I will be posting my notes here what should be done afterward:

yurishkuro commented 6 years ago

added proto for sampling

Would it move this along better if we start merging smaller pieces into master, e.g. my branch & Isaac's PR? I think the tests were outstanding.

pavolloffay commented 6 years ago

I think it would break me right now. I will submit a PR to master based on those two. Now fixing the coverage.

isaachier commented 6 years ago

Hey @pavolloffay. Glad to see this finally happening! Please let me know if you need any help here.

pavolloffay commented 5 years ago

I am wondering whether we should rename --collector.grpc-port to something else like --collector.grpc.port or even scope that with service e.g. batches (though, it seems odd). The question is if we want to expose more services on the same port or use different grpc ports for different services.
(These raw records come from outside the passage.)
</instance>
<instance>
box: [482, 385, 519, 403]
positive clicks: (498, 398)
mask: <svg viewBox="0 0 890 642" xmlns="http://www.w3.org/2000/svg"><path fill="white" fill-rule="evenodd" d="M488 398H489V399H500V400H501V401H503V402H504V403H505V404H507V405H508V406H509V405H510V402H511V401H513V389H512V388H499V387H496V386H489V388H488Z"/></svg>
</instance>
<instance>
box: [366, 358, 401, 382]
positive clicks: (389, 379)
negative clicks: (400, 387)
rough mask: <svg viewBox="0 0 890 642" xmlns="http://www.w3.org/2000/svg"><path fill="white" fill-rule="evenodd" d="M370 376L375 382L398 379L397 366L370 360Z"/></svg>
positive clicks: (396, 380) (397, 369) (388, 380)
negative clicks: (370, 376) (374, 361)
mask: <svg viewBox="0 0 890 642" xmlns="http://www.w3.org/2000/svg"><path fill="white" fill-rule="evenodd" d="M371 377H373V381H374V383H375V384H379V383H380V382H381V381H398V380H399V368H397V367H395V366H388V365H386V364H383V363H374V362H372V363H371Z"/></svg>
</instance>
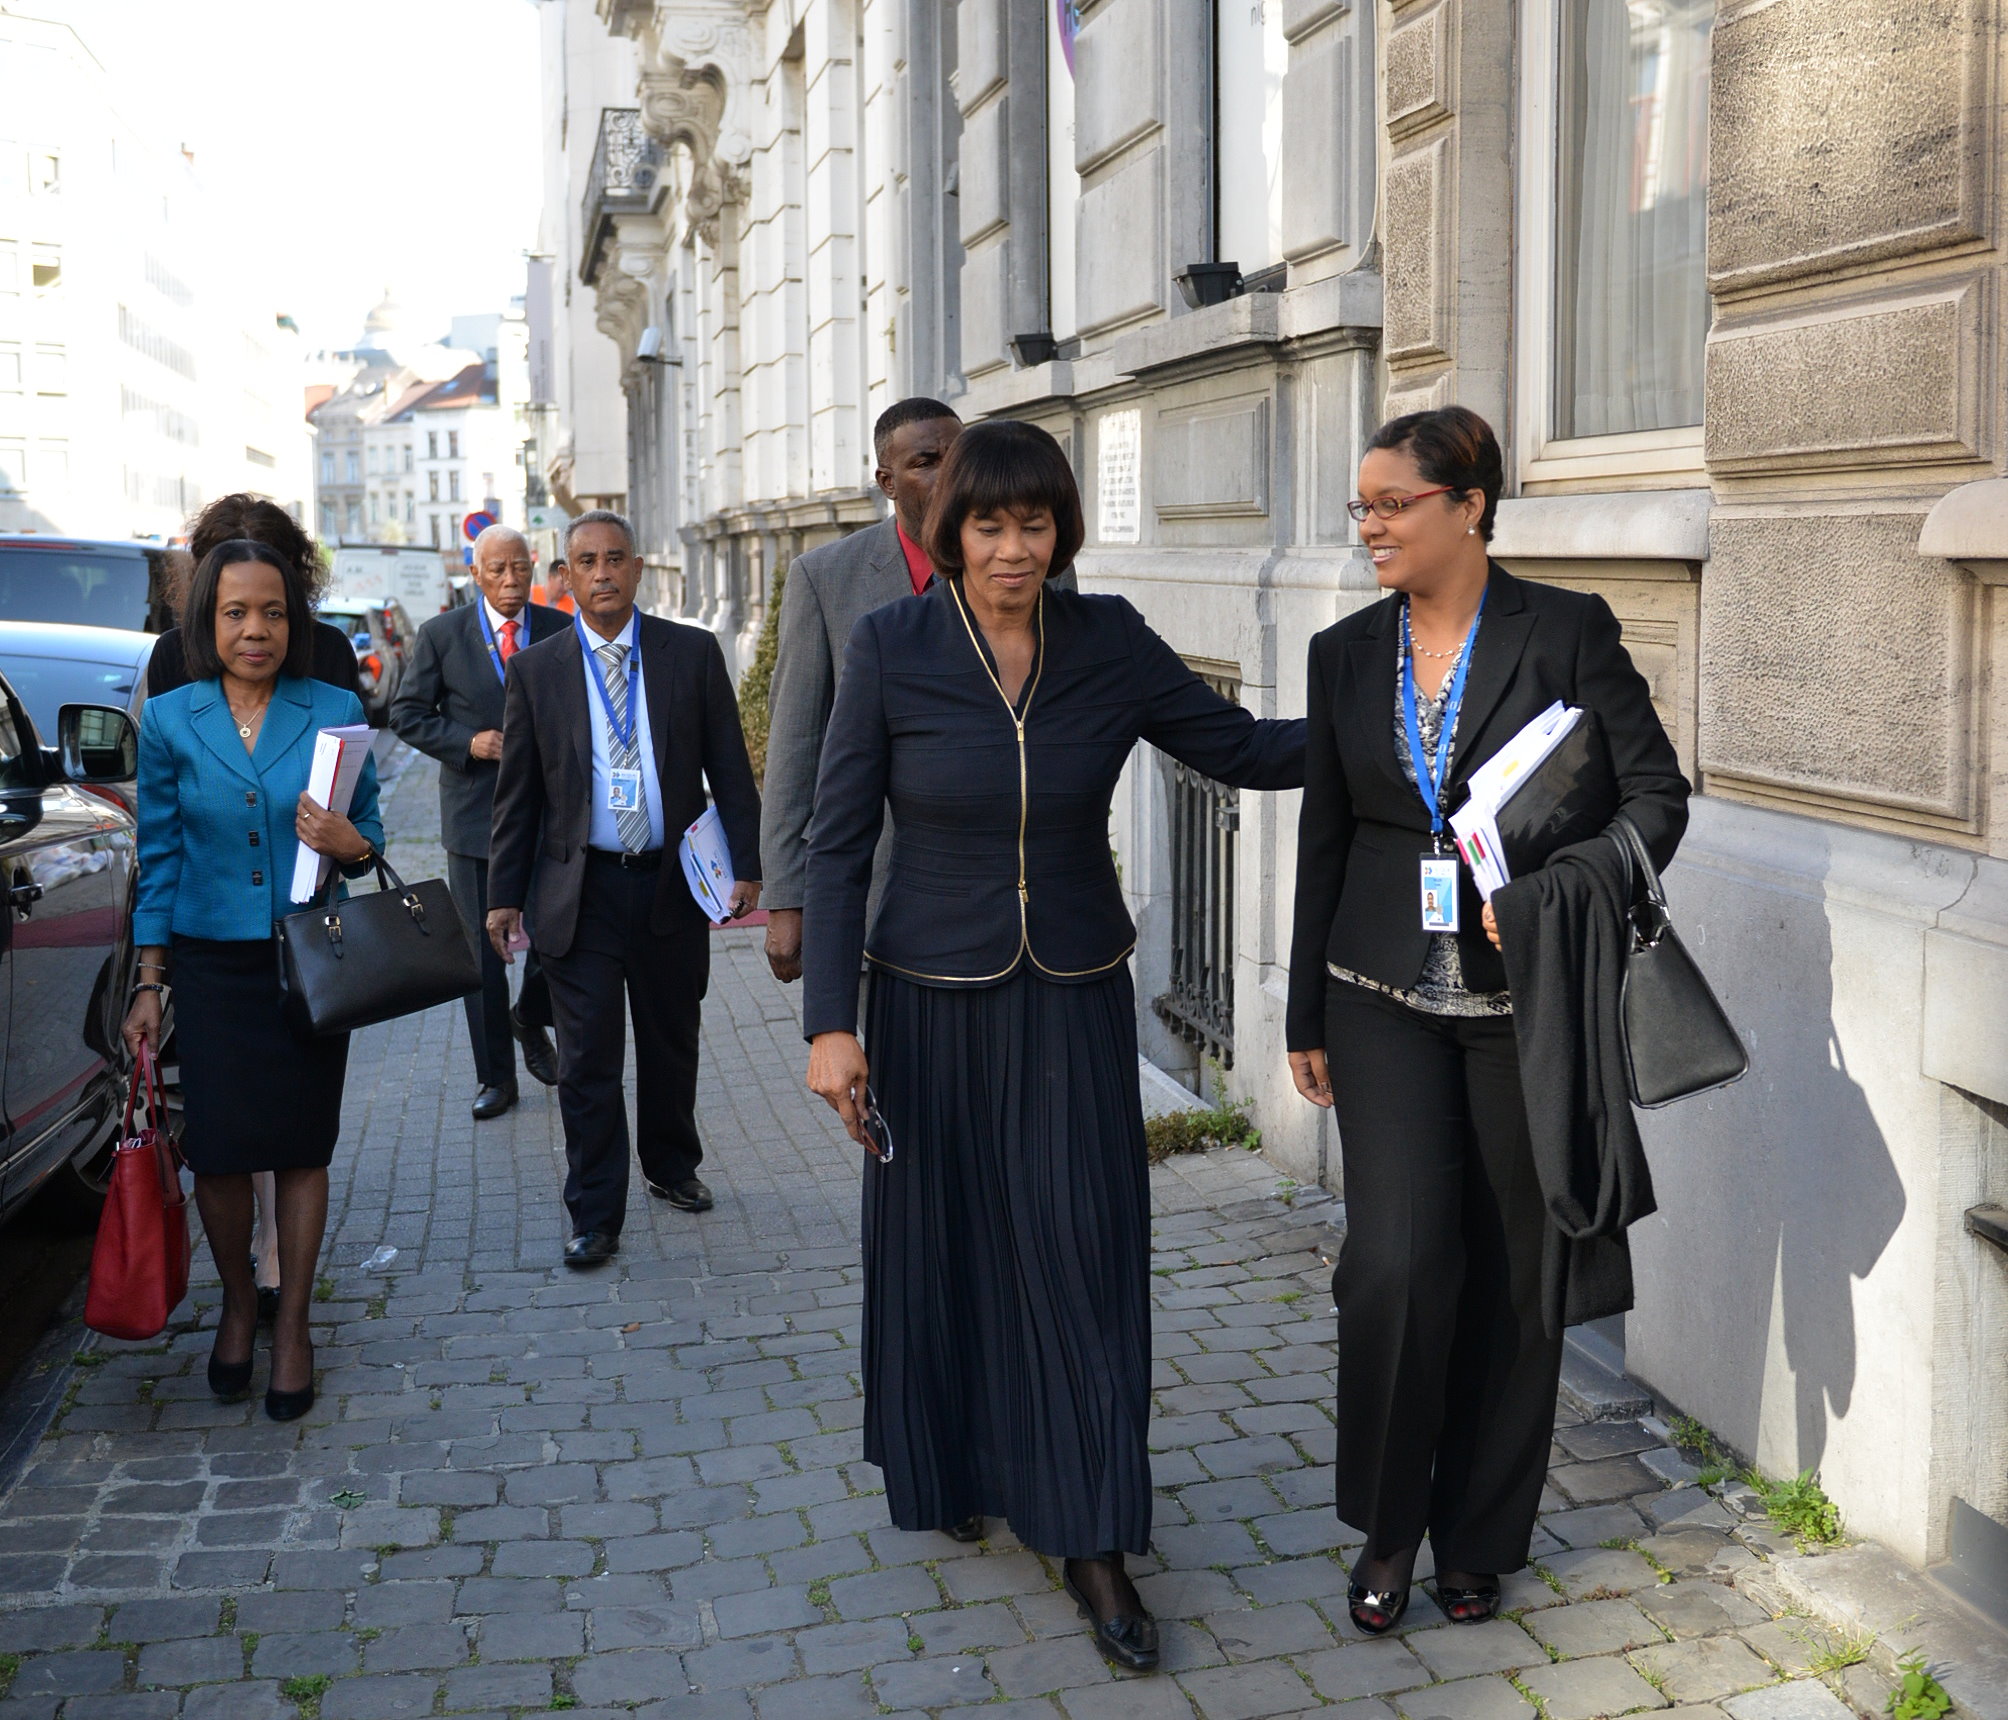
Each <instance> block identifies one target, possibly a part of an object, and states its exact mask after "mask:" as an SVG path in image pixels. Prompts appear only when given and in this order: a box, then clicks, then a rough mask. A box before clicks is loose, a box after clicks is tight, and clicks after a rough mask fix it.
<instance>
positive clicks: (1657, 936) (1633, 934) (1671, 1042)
mask: <svg viewBox="0 0 2008 1720" xmlns="http://www.w3.org/2000/svg"><path fill="white" fill-rule="evenodd" d="M1606 835H1608V837H1610V841H1614V843H1616V845H1618V853H1622V855H1624V859H1626V863H1628V869H1630V877H1633V887H1630V891H1628V895H1630V899H1633V907H1630V951H1628V955H1626V957H1624V987H1622V995H1620V999H1618V1016H1620V1022H1622V1030H1624V1076H1626V1080H1628V1084H1630V1096H1633V1104H1635V1106H1641V1108H1643V1110H1659V1108H1661V1106H1667V1104H1673V1102H1675V1100H1685V1098H1689V1096H1691V1094H1703V1092H1709V1088H1725V1086H1729V1084H1731V1082H1733V1080H1739V1078H1741V1076H1743V1074H1745V1070H1749V1066H1751V1060H1749V1052H1747V1050H1745V1048H1743V1040H1741V1036H1739V1034H1737V1030H1735V1026H1733V1024H1731V1022H1729V1016H1727V1014H1725V1012H1723V1006H1721V1004H1719V1001H1717V997H1715V991H1713V989H1711V987H1709V981H1707V975H1703V971H1701V967H1697V965H1695V957H1693V955H1689V953H1687V945H1685V943H1681V937H1679V933H1677V931H1675V929H1673V915H1671V913H1669V911H1667V891H1665V887H1663V885H1661V881H1659V869H1657V867H1655V865H1653V855H1651V853H1649V851H1647V845H1645V837H1641V835H1639V827H1637V825H1635V823H1633V821H1630V819H1628V817H1624V815H1622V813H1618V815H1616V817H1614V819H1612V821H1610V827H1608V829H1606ZM1641 885H1643V895H1641Z"/></svg>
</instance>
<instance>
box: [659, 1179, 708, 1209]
mask: <svg viewBox="0 0 2008 1720" xmlns="http://www.w3.org/2000/svg"><path fill="white" fill-rule="evenodd" d="M643 1182H645V1184H647V1188H649V1192H651V1194H653V1196H655V1198H657V1200H667V1202H669V1204H671V1206H681V1208H683V1210H685V1212H709V1210H711V1190H709V1188H705V1184H703V1182H699V1180H697V1178H695V1176H685V1178H683V1182H671V1184H669V1186H667V1188H665V1186H663V1184H661V1182H647V1178H643Z"/></svg>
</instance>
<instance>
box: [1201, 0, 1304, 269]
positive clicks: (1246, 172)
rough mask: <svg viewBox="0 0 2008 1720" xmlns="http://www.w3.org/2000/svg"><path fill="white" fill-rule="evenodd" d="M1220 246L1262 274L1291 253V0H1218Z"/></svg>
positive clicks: (1217, 216)
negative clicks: (1287, 5) (1286, 21)
mask: <svg viewBox="0 0 2008 1720" xmlns="http://www.w3.org/2000/svg"><path fill="white" fill-rule="evenodd" d="M1213 32H1215V34H1213V46H1215V80H1213V104H1215V112H1213V138H1215V163H1213V169H1215V181H1213V185H1215V199H1217V201H1215V247H1213V255H1215V259H1217V261H1221V263H1239V265H1241V273H1243V275H1257V273H1261V271H1263V269H1273V267H1275V265H1277V263H1281V261H1283V72H1285V70H1289V42H1287V40H1283V0H1215V10H1213Z"/></svg>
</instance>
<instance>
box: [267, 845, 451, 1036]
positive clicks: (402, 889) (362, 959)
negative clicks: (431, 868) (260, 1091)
mask: <svg viewBox="0 0 2008 1720" xmlns="http://www.w3.org/2000/svg"><path fill="white" fill-rule="evenodd" d="M375 869H378V885H380V887H378V889H373V891H369V893H365V895H351V897H347V899H345V901H337V899H335V889H337V879H339V873H337V871H333V869H331V871H329V875H327V883H325V885H321V891H319V895H315V899H313V903H311V905H309V907H303V909H301V911H299V913H289V915H287V917H285V919H281V921H279V937H277V945H279V989H281V991H283V993H285V1014H287V1020H289V1022H291V1024H293V1026H295V1028H299V1030H301V1032H305V1034H347V1032H353V1030H355V1028H367V1026H371V1024H373V1022H390V1020H394V1018H398V1016H412V1014H416V1012H420V1010H430V1008H432V1006H434V1004H450V1001H454V999H456V997H466V995H468V991H478V989H480V983H482V967H480V961H478V957H476V953H474V951H472V949H470V947H468V933H466V929H464V927H462V923H460V909H458V907H454V897H452V891H448V887H446V883H444V881H442V879H436V877H434V879H426V881H424V883H406V881H404V879H402V877H398V873H394V871H392V869H390V861H386V859H384V855H378V857H375Z"/></svg>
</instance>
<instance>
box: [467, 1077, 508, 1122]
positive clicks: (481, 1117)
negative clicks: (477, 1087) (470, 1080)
mask: <svg viewBox="0 0 2008 1720" xmlns="http://www.w3.org/2000/svg"><path fill="white" fill-rule="evenodd" d="M512 1104H516V1084H514V1082H510V1084H508V1086H506V1088H482V1090H480V1092H478V1094H476V1096H474V1120H476V1122H488V1118H492V1116H502V1112H506V1110H508V1108H510V1106H512Z"/></svg>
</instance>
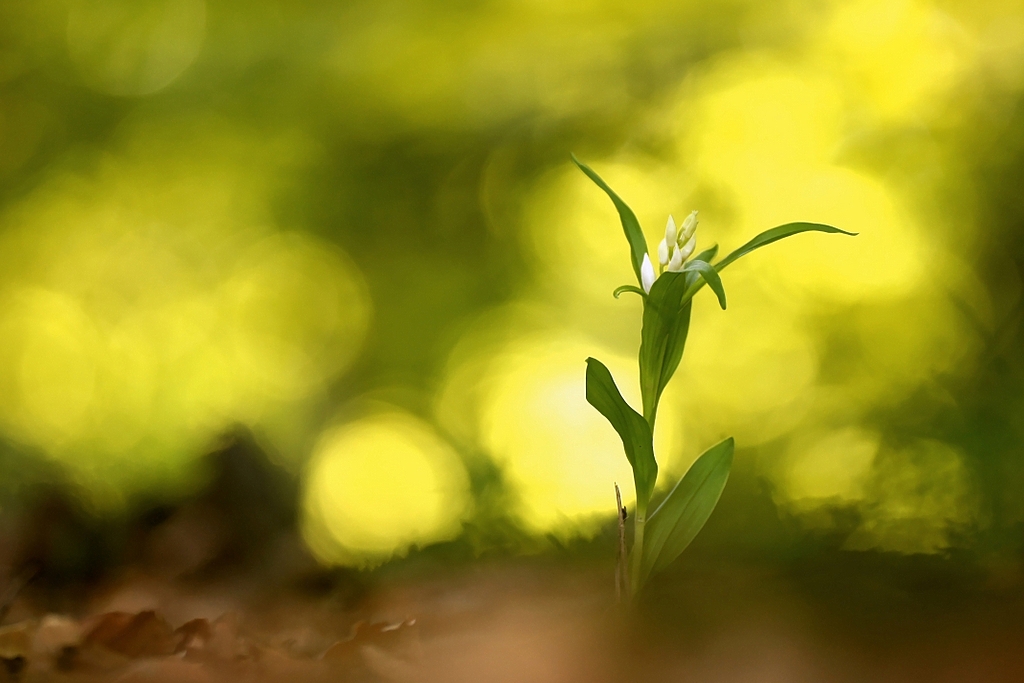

The first comment also includes

Combine gRPC and HTTP handlers on the same port

cc @yurishkuro @jpkrohling

yurishkuro commented 5 years ago

why do we need "host"?

pavolloffay commented 5 years ago

my bad there should not be host. The most important is scoping it under .grpc.

yurishkuro commented 5 years ago

For now I suggest keeping it simple without scoping. and serve multiple services on the same port.

annanay25 commented 5 years ago

For the query-service, would it be better to multiplex the GRPC and HTTP handlers on the same port as compared to hosting two endpoints?